Josip Bilinovac

No. 11 – Rapid București
- Position: Point guard / shooting guard
- League: Liga Națională

Personal information
- Born: December 30, 1990 (age 35) Mostar, Bosnia and Herzegovina, Yugoslavia
- Listed height: 6 ft 4 in (1.93 m)
- Listed weight: 198 lb (90 kg)

Career information
- NBA draft: 2012: undrafted
- Playing career: 2008–present

Career history
- 2008–2015: Široki
- 2015–2016: Trefl Sopot
- 2016–2017: Jolly JBS
- 2017–2021: Cibona
- 2021: Quimper
- 2021–2022: Široki
- 2022–present: Rapid București

Career highlights
- 4× Bosnian League champion (2009–2012); Croatian League champion (2019); 3× Bosnian Cup winner (2011, 2012, 2014); Stanković Cup winner (2018); Stanković Cup MVP (2018);

= Josip Bilinovac =

Croatian professional basketball player

Josip Bilinovac (born December 30, 1990) is a Croatian professional basketball player currently playing for Rapid București in the Romanian League.

== Career ==
Bilinovac started his career in HKK Široki in 2008, where he spent eight years.

On August 6, 2015, he signed for Trefl Sopot.

On July 25, 2016, he signed for Jolly JBS.

On July 7, 2017, Bilinovac signed with Cibona.

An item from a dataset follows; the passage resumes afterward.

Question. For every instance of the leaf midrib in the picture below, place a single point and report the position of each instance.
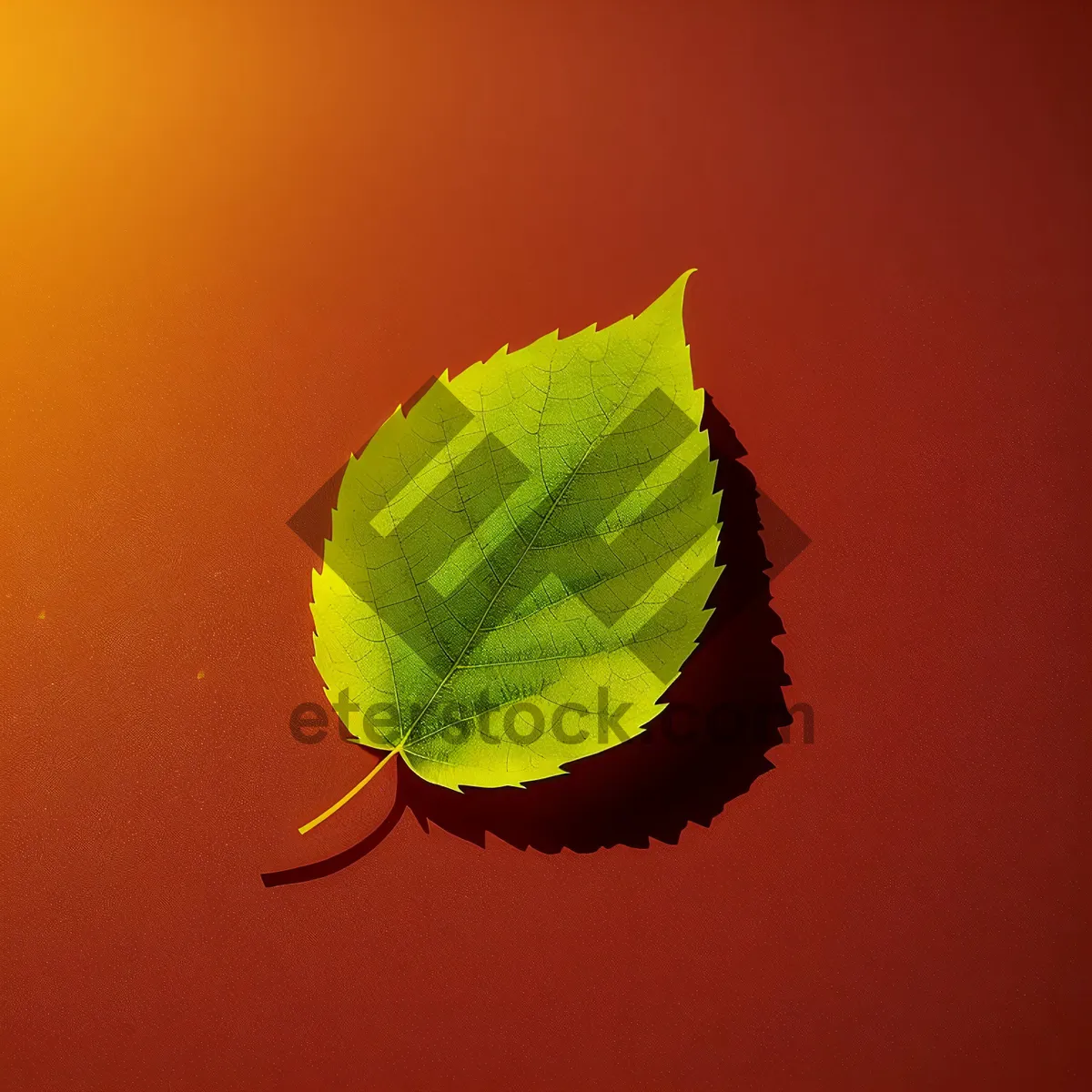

He averaged 5.3 points and 1.8 assists per game in the 2019–20 season. On August 6, he signed a two-year contract with the team.

In February 2021, Bilinovac signed with Quimper playing in the second-tier French LNB Pro B.

In August, 2021, Bilinovac returned to Široki.

In June, 2022, Bilinovac signed for Rapid București of the Romanian League.